Don't you love undocumented details? Take, for instance, the Windows Management Instrumentation service. This lets you query and control nearly any aspect of a Windows system. For instance, this morning I wanted to query the registry from VBScript. The line to get an object to query the registry goes something like this:

set reg = getobject("winmgmts:\\" & computerName & "\root\default:StdRegProv")

In most examples on the Web, computerName ends up being ".", the current computer. This works very well. But I didn't really want to query the registry on my own computer. I wanted to query the registry on 50 of a client's computers to audit the installation of a particular software package. Every workstation that I queried came back with error 462: "The remote server machine does not exist or is unavailable." Oddly, I could successfully connect to the registries on Windows 2003 and Windows 2000 Server systems.

Windows XP includes a command-line utility called reg which can query the registry on remote computers. It worked on all of the workstations. Why did it work when the line of script does not?

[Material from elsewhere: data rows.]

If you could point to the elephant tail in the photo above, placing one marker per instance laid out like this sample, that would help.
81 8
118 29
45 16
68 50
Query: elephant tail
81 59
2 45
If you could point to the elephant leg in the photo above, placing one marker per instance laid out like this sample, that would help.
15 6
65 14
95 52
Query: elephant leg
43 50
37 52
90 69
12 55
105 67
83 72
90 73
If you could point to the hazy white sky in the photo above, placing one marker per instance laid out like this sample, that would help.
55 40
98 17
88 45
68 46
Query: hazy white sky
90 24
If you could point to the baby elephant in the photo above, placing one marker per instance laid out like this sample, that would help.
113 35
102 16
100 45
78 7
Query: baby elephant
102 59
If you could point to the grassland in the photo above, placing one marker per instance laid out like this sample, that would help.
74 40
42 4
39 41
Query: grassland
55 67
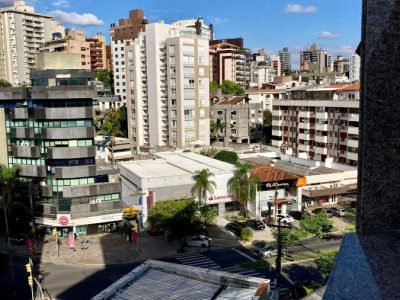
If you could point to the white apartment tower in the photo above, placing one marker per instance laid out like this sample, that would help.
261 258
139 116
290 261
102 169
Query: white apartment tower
355 64
22 32
167 75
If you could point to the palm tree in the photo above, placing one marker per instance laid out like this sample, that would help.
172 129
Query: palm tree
8 179
243 185
111 127
203 185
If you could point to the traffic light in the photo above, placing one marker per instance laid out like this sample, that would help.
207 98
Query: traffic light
28 268
30 281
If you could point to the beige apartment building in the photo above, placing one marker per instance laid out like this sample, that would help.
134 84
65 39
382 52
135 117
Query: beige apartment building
316 122
73 42
167 77
22 33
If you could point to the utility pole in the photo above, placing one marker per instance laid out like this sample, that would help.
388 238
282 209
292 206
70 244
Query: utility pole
278 266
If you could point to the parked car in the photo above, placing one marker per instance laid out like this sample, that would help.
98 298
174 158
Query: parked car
267 252
255 224
18 239
329 212
235 227
298 215
285 218
199 241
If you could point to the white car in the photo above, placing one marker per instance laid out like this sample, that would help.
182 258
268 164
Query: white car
267 252
199 241
285 218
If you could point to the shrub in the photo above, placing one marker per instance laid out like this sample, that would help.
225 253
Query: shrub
246 234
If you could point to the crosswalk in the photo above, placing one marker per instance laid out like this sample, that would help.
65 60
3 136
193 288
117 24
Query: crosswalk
196 259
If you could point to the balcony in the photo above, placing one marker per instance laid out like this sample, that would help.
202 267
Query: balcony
321 115
321 150
32 171
321 139
91 190
22 132
64 92
352 156
276 132
304 114
352 143
99 210
67 113
26 151
67 133
304 125
75 171
322 127
303 136
19 113
302 147
352 130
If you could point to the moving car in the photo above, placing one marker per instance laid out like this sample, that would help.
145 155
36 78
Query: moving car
234 227
199 241
255 224
285 218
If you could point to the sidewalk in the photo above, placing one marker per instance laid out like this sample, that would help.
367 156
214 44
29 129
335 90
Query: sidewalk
103 249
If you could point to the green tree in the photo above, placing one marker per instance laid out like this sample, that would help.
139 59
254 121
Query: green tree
111 127
289 237
227 156
326 261
176 217
230 88
5 83
243 185
213 86
209 152
316 225
8 179
246 234
217 127
203 185
106 77
208 214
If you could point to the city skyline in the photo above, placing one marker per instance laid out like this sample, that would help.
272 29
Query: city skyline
332 25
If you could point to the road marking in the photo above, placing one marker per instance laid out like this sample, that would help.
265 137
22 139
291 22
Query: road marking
244 255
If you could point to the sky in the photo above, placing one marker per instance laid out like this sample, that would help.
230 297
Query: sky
334 25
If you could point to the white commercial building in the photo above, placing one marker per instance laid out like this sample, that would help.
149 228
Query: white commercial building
169 175
167 85
22 33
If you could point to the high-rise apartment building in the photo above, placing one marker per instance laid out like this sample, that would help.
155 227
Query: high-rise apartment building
49 133
284 57
355 64
22 33
73 42
167 75
317 122
98 55
230 61
314 60
122 35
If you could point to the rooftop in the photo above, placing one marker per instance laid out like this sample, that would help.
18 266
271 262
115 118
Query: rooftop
176 164
161 280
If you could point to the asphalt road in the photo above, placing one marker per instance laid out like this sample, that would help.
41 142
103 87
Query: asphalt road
83 282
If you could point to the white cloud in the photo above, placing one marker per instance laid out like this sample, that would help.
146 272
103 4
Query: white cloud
61 3
216 20
74 18
299 9
326 35
6 3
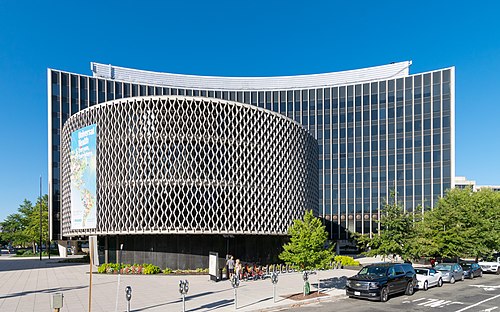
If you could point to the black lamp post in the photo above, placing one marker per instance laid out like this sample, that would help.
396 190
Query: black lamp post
40 203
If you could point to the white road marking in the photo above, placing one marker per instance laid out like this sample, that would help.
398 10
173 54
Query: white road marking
487 287
437 303
476 304
489 310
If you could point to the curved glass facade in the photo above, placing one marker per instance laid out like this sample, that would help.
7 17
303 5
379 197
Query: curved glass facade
379 131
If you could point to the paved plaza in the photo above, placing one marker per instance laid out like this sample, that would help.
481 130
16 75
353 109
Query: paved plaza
28 284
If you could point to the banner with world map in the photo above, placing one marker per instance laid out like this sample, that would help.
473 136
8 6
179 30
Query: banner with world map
83 178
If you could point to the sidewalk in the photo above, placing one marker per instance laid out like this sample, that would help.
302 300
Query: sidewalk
27 285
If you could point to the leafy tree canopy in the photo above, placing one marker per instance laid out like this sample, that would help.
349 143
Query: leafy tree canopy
308 247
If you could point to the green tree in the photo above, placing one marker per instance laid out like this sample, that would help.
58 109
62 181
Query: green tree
23 228
397 234
12 230
32 229
308 247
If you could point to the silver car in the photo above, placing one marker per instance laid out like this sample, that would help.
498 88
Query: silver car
451 272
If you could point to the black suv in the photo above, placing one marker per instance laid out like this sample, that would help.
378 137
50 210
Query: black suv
378 281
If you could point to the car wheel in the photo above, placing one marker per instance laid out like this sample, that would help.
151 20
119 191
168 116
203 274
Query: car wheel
384 294
409 289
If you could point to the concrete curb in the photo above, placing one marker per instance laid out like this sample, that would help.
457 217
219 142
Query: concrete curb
302 303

The reg utility does not use WMI. It opens a pipe called \\computerName\IPC$\winreg, then gets a query object from that pipe. All of the workstations run Windows XP Pro SP2 or Windows Vista Business with the firewall enabled. I have the firewall set to enable file sharing on all of the workstations, so the reg utility worked fine.

After a few hours of research, I found an MSDN Technet article entitled Enable or Disable the Remote Administration Exception which lists the following command:

netsh firewall set service type = remoteadmin mode = enable

Run this on each workstation, and it allows WMI to work through the firewall. You can also set a group policy. Open the appropriate policy and go to Computer Configuration/Administrative Templates/Network/Network Connections/Windows Firewall/Domain Profile. Open the properties for Windows Firewall: Allow remote administration exception and choose Enabled.

And that is today's implementation detail.